Updated pre-emption

milo157 · milo157 · commit 595e7fba4f6a · 2025-10-08T20:15:07.000-04:00
diff --git a/cerebrium/scaling/graceful-termination.mdx b/cerebrium/scaling/graceful-termination.mdx
@@ -9,78 +9,43 @@ Cerebrium runs in a shared, multi-tenant environment. To efficiently scale, opti
 
 ## Understanding Instance Termination
 
-For both application autoscaling and our own internal node scaling, we will send your application a SIGTERM signal, as a warning to the application that we are intending to shut down this instance. For Cortex applications, this is handled. On custom runtimes, should you wish to gracefully shut down, you will need to catch and handle this signal. Once at least responseGracePeriod has elapsed, we will send your application a SIGKILL signal, terminating the instance immediately.

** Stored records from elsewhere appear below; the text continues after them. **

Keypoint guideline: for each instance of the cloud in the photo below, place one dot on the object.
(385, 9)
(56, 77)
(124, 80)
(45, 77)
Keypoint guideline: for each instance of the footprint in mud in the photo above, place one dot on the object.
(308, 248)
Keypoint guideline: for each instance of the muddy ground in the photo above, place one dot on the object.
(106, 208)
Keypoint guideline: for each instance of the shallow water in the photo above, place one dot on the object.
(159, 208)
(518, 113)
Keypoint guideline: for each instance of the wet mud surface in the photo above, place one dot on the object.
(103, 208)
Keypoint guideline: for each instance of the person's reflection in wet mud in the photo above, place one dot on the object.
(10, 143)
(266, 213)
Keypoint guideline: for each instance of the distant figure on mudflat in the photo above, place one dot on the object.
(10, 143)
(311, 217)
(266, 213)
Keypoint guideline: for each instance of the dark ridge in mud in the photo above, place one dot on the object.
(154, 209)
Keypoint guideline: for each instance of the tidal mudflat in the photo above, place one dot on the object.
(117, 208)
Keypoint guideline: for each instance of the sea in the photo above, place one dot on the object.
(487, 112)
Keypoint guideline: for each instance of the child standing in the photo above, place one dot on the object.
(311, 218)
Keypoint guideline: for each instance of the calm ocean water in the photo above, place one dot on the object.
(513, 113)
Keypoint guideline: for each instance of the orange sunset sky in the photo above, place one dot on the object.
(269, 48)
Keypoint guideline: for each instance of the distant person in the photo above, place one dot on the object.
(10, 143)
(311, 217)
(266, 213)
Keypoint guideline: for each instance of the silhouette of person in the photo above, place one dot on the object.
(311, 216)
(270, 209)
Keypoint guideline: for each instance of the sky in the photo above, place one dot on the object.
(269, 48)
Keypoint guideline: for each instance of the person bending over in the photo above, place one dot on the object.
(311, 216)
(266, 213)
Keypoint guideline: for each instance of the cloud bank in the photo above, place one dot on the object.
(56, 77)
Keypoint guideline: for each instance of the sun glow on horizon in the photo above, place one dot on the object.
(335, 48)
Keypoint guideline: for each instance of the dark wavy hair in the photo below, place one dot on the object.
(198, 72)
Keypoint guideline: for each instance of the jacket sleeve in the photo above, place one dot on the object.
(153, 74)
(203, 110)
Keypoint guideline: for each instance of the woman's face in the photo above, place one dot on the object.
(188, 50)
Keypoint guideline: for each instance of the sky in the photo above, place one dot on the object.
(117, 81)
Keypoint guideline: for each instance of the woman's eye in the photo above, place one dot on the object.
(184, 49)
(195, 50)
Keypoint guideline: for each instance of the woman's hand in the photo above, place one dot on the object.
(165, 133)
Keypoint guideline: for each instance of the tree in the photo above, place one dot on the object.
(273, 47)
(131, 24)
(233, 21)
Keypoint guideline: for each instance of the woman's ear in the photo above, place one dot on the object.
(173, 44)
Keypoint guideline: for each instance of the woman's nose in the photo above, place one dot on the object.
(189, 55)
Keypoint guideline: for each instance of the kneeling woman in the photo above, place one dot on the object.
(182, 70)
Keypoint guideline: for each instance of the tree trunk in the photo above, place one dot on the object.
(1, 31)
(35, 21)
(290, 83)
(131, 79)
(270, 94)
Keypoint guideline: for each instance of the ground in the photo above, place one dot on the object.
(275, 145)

+For both application autoscaling and our own internal node scaling, we will send your application a SIGTERM signal, as a warning to the application that we are intending to shut down this instance. For Cortex applications (Cerebriums default runtime), this is handled. On custom runtimes, should you wish to gracefully shut down, you will need to catch and handle this signal. Once at least `response_grace_period` has elapsed, we will send your application a SIGKILL signal, terminating the instance immediately.
 
-When Cerebrium needs to terminate an instance:
+When Cerebrium needs to terminate an contanier, we do the following:
 
-1. Stops routing new requests to the instance
-2. Sends SIGTERM signal to your container
-3. Waits for `response_grace_period` seconds (if configured)
-4. Sends SIGKILL if the instance hasn't stopped
+1. Stop routing new requests to the container.
+2. Send a SIGTERM signal to your container.
+3. Waits for `response_grace_period` seconds to elaspse. 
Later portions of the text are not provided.